Got a question not answered by the FAQ? Contact our technical staff. Perhaps we'll add your question to the list and you will help out other users of our site.

  1. How do I prevent Legionella from developing in my system?
  2. What are acceptable corrosion rates?
  3. How do I clean a system on line that has been fouled with calcium carbonate (lime)?
  4. How do I prevent stress corrosion cracking?
  5. How can I prevent scaling in once through cooling systems?
  1. How do I prevent Legionella from developing in my system?

    First, legionella is an anaerobic microbe hence keeping the sump clean of sediment and debris is important. Additionally, properly controlling microbiological activity is essential. For a detailed discussion of legionella please see our technical tip.
  2. What are acceptable corrosion rates?

    General corrosion rates on mild steel should be under 3.0 mils/year while corrosion rates for copper should be under 0.2 mils/year. Having stated that, pitting corrosion can cause failure much more quickly than general corrosion and all coupons should be measure for pit depth, with the corresponding corrosion rate calculated. If you experience excess general or pitting corrosion please contact our technical support staff for a consultation.
  3. How do I clean a system on line that has been fouled with calcium carbonate (lime)?

    In order to dissolve calcium carbonate you must operate the system at a negative LSI. Use the calculator on our site to determine what pH must be maintained to achieve a negative LSI. Once sufficient acid has been added, you will notice an increase in conductivity as the calcium carbonate scale dissolves. This is normal when the conductivity stops increasing this is an indication that most of the calcium carbonate has been removed. Note that the carbonate released into the water during this process will increase the pH, so continuous pH control will be necessary. Finally, products which remove calcium carbonate scale and give a visual indication of completion are available. Please email our technical support staff for more information.
  4. How do I prevent stress corrosion cracking?

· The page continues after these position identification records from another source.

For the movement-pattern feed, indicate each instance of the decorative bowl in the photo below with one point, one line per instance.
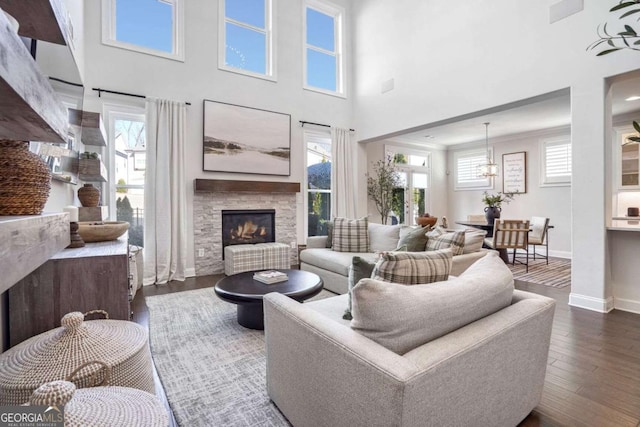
(92, 231)
(423, 221)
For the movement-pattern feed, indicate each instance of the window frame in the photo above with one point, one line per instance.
(270, 36)
(115, 112)
(338, 14)
(486, 183)
(309, 136)
(546, 181)
(109, 31)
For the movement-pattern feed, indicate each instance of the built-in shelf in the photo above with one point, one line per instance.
(29, 107)
(26, 242)
(92, 170)
(92, 127)
(39, 19)
(217, 185)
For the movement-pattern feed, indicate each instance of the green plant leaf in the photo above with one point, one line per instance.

    For stress corrosion cracking to occur, three conditions need to be present stressed metallurgy, high chloride levels and high temperatures. The simplest way to prevent the possibility for stress corrosion cracking is to reduce the chloride levels, either through blowdown or different makeup water source. However, since each system is different, we suggest you contact our technical support staff for further assistance.
  5. How can I prevent scaling in once through cooling systems?

    The answer to this question depends on whether the system is potable, and what are the constituents of the scale. If the system is potable and the primary constituent of the scale is calcium carbonate, 2 to 4 ppm of hexametaphosphate should help control the situation. If the system is potable and iron is the primary foulant you should feed low levels of pyrophosphate. Finally, if the system is not potable HEDP will work to control both calcium carbonate and iron scaling. Depending on the system 1 to 4 ppm should be sufficient. Note that to test for the levels of the chemicals you will need to properly digest the sample and test for phosphate.